As if the sun had come up outside when the rain still fell.

“I walked into that dining room and saw an angel,” he told her, wonder in his eyes. In the hands that touched her face. “And I knew better, because I knew that no matter who I chose, it would end up here. Here in the locked tower where all my bodies are buried, one way or another. And still, I looked at you and saw the kind of light I have never believed could exist. Not for me.”

“Benedetto...” she whispered, the joy and the hope so thick it choked her.

“I had no intention of touching you, but I couldn’t help myself. How could you be anything but an angel, when you could make a piano sing like that? You have entranced me and ruined me, and I have spent two months trying to come to terms with the fact you will leave me like all the rest. I can’t.”

“You don’t have to come to terms with that.”

“Maybe this is crazy,” he continued, wonder and intensity in every line of his body. “Maybe I’m a fool to imagine that anything that starts in Castello Nero could end well. But I look at you, Angelina, and you make me imagine that anything is possible. Even love, if we do it together.”

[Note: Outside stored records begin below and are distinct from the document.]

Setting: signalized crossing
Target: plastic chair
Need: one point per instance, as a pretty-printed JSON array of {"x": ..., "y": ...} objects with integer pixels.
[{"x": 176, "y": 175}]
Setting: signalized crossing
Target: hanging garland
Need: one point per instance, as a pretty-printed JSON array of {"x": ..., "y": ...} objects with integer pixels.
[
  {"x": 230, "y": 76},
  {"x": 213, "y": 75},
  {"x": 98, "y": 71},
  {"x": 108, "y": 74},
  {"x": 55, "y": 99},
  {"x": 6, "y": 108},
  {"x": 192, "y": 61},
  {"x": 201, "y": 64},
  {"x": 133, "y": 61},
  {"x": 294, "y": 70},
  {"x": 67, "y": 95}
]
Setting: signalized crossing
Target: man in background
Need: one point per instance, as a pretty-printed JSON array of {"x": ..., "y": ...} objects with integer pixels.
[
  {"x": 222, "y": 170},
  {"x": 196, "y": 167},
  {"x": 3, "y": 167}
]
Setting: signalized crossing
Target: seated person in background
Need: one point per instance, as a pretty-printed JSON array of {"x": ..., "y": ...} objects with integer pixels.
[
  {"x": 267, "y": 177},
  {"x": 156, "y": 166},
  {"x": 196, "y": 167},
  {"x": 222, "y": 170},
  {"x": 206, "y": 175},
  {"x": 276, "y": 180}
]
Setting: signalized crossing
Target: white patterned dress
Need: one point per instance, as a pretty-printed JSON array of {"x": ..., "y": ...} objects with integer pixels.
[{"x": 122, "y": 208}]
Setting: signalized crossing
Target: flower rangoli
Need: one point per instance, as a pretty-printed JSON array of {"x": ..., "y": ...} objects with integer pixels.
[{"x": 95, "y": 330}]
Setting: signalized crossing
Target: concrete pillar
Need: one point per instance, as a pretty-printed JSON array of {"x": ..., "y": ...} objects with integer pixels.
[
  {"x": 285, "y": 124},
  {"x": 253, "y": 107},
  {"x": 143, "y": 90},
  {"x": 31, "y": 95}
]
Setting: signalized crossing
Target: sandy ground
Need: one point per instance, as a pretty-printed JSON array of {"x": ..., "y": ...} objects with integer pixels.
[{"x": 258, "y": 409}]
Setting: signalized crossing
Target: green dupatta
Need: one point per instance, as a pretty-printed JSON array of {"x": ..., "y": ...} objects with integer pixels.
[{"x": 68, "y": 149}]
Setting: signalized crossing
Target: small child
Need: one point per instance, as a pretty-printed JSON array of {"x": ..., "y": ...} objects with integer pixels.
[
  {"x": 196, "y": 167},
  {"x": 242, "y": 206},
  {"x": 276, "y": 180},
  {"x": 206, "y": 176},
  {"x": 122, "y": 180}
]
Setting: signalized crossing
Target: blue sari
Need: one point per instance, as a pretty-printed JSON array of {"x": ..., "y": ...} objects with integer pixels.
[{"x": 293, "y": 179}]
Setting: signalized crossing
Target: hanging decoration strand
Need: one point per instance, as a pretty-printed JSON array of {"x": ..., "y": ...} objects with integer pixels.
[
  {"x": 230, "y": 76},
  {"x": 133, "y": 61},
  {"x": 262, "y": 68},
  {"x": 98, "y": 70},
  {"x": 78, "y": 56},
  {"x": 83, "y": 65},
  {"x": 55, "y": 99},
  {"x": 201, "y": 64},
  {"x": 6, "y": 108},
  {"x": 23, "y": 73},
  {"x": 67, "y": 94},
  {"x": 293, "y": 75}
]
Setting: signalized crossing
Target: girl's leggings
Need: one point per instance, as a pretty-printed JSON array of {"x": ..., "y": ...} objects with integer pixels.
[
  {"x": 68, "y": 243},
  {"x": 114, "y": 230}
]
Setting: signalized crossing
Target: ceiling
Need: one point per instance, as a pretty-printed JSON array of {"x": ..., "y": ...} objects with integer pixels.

And for a moment, she forgot to breathe.

Then she did, and the breath was a sob, and there were tears on her face that tasted like the waiting, brooding sea.

Angelina thought,This is what happiness can be, if you let it.

If for once she believed in the future before her, not tired old stories of a past she’d never liked all that much to begin with.

If she believed in her heart and her hands, the man before her, and the baby she knew they’d already made.